Auch mein Plan, dreckige Wäsche waschen zu lassen in einer der kleinen Klitschen vor dem Hotel, die solche Dienste anbieten, erweist sich als Fehlschlag. Alle sagen mir, dass sie die Wäsche erst morgen fertig haben werden. Ich hätte früher kommen müssen. Ich muss also selbst waschen, haue alles in den Mülleimer, lasse durch den Duschschlauch Wasser einlaufen und wasche wie ein Wilder.

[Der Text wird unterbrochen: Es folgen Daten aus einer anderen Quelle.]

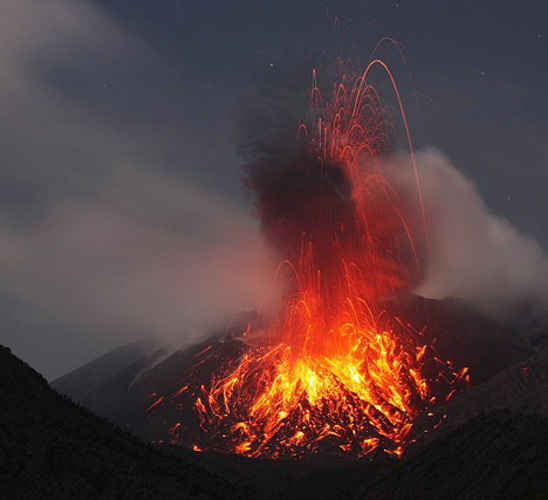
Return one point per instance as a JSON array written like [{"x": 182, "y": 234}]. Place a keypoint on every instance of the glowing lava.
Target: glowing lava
[{"x": 335, "y": 372}]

Ich verbringe den Rest des Tages am Strand, denn morgen muss ich früh raus. Es ist die letzten Tage nur noch sonnig, sonnig, sonnig. Am Abend gehe ich zur Probe mal zu der Busstation. Ich finde sie nur durch Nachfragen, weil sie am Ende einer schmalen Seitenstraße etwas versteckt liegt. Eine Fahrkarte kann ich noch nicht lösen. Ich könne das morgen früh vor der Abfahrt erledigen, sagen die Herren im Bushangar.
Als ich am Abend mein KINDLE einschalte, um zu schauen, was die Spielfilmkanäle im Angebot haben, stelle ich mit Grausen und Entsetzen fest, dass der Bildschirm aussieht wie die Windschutzscheibe eines Autos, in das jemand eine Spitzhacke hineingerammt hat. Ein echter Tiefschlag. Ein- und Ausschalten erweisen sich als vergeblich. Ich sehe nur noch Scherben auf schwarzem Grund. Dabei ist das Glas unversehrt. Der Befund ist so traurig wie wahr: Mein KINDLE ist hinüber. Und meine viertägige pannenfreie Zeit endet mit einem echten Paukenschlag. Nach meiner Rückkehr vom Strand ist die Wäsche nicht die Bohne getrocknet - zu hohe Luftfeuchtigkeit, kein Wunder, dass in den Klitschen keiner versprechen konnte, dass das heute noch fertig wird. Dabei hatte ich sie extra auf den Balkon (mit Meerblick!) gehängt! Ich entleihe an der Rezeption einen Föhn und föhne meine Unterhose, um morgen wenigstens die Grundausstattung trocken tragen zu können. Ich bitte außerdem um einen Weckanruf, denn zu den vielen Dingen, die das KINDLE unersetzlich machen, gehört auch die Weckfunktion.